Tarnung als Dokumentenleser

Die App mit dem Paketnamen „com.westhorizont.appsforge.filehorizon_explorereaddocuments“ tarnte sich als gewöhnlicher Dokumenten-Reader und Dateimanager. Dahinter verbirgt sich jedoch der gefährliche Anatsa-Banking-Trojaner, wie Analysen von Zscaler ThreatLabz ergaben.

Nach der Installation lädt das Programm eine Schadcode-Komponente von einem externen Server nach. So umgeht es die Sicherheitsvorkehrungen des App-Stores. Die Software zielt auf Zugangsdaten von insgesamt 831 Finanzinstituten.

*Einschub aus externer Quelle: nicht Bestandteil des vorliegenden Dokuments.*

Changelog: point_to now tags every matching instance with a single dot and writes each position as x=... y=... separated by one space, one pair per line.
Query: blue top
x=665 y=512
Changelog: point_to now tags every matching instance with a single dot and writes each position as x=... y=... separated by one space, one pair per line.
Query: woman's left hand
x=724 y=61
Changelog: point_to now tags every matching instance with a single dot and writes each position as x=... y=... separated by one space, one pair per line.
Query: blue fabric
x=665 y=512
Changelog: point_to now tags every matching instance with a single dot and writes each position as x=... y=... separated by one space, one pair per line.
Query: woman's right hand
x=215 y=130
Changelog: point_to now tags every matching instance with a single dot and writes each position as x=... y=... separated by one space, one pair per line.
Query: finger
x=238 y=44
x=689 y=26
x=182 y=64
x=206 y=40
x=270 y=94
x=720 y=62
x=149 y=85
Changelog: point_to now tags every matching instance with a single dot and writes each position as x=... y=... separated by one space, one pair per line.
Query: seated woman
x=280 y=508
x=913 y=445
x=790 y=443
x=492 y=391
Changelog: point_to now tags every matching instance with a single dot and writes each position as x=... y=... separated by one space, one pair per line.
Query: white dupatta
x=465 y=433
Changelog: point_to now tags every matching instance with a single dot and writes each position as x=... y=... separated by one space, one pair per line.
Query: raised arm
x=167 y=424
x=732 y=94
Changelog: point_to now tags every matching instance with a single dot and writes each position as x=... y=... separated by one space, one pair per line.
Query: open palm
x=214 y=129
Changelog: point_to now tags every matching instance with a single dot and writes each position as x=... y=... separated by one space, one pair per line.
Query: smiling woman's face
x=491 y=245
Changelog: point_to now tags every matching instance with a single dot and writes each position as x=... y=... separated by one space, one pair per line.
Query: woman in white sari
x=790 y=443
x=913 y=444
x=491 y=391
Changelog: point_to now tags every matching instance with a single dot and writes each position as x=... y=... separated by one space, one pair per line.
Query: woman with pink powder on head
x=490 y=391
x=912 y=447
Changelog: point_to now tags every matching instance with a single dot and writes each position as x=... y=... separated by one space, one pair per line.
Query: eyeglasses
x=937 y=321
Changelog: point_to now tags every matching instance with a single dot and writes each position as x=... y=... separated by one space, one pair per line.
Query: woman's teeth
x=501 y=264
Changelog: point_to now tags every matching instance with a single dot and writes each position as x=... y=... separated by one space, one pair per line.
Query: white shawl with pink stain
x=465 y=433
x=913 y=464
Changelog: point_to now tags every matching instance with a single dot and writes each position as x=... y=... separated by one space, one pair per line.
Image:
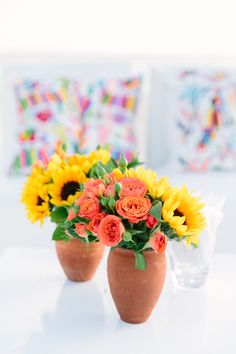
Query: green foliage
x=111 y=165
x=123 y=163
x=156 y=210
x=59 y=214
x=118 y=188
x=111 y=203
x=104 y=201
x=75 y=208
x=140 y=262
x=127 y=236
x=134 y=163
x=59 y=234
x=169 y=232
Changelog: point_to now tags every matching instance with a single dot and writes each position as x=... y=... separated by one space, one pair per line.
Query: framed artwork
x=78 y=110
x=205 y=119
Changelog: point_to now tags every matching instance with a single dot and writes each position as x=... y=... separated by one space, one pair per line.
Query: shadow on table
x=79 y=313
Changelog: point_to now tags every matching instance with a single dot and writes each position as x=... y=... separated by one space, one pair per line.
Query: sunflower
x=65 y=188
x=157 y=188
x=81 y=161
x=35 y=197
x=56 y=161
x=102 y=155
x=183 y=213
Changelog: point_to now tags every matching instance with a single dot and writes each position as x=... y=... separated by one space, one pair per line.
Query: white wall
x=144 y=27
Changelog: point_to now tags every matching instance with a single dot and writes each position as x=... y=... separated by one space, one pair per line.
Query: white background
x=130 y=27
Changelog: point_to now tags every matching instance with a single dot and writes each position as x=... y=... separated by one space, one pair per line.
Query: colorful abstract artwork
x=206 y=120
x=82 y=115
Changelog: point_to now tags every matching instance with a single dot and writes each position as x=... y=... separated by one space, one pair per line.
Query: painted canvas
x=82 y=115
x=206 y=120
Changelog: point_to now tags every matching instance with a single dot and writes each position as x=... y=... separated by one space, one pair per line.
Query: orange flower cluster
x=131 y=204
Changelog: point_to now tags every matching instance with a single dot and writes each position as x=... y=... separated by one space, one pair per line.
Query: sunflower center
x=39 y=201
x=180 y=214
x=69 y=188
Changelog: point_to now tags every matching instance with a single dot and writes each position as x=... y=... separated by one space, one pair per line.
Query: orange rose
x=134 y=209
x=94 y=187
x=95 y=222
x=132 y=187
x=89 y=207
x=158 y=242
x=151 y=221
x=81 y=230
x=110 y=190
x=110 y=230
x=71 y=215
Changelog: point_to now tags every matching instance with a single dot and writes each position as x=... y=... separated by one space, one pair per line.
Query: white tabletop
x=43 y=313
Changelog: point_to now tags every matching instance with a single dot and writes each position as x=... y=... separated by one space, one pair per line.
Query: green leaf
x=101 y=171
x=118 y=188
x=78 y=219
x=147 y=245
x=111 y=203
x=59 y=233
x=156 y=210
x=110 y=166
x=104 y=201
x=59 y=214
x=134 y=163
x=123 y=163
x=127 y=236
x=140 y=262
x=136 y=232
x=75 y=208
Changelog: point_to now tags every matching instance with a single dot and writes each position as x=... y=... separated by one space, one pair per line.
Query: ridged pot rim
x=125 y=250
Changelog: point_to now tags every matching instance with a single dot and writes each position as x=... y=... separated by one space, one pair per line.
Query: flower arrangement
x=57 y=182
x=132 y=209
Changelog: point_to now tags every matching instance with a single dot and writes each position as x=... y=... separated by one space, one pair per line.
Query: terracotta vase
x=135 y=292
x=78 y=260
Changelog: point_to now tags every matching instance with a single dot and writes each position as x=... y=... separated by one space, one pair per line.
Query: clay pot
x=78 y=260
x=135 y=292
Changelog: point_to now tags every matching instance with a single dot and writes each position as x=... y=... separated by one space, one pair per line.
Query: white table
x=43 y=313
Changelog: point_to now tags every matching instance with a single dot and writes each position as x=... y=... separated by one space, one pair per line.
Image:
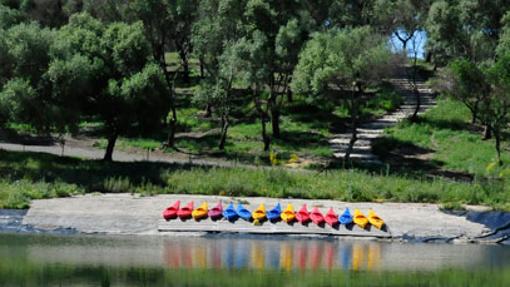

Der Trojaner nutzt Fernzugriffsfunktionen, um Transaktionen zu manipulieren oder persönliche Informationen abzugreifen. Betroffene Nutzer sollten die Anwendung sofort löschen und ihre Bankkonten auf verdächtige Aktivitäten prüfen.

Google schließt kritische Sicherheitslücke

Parallel zu den Funden im App-Store hat Google eine kritische Schwachstelle im Android-Betriebssystem geschlossen. Die unter der Kennung CVE-2025-48595 geführte Lücke im Android Framework wurde bereits aktiv für Angriffe ausgenutzt.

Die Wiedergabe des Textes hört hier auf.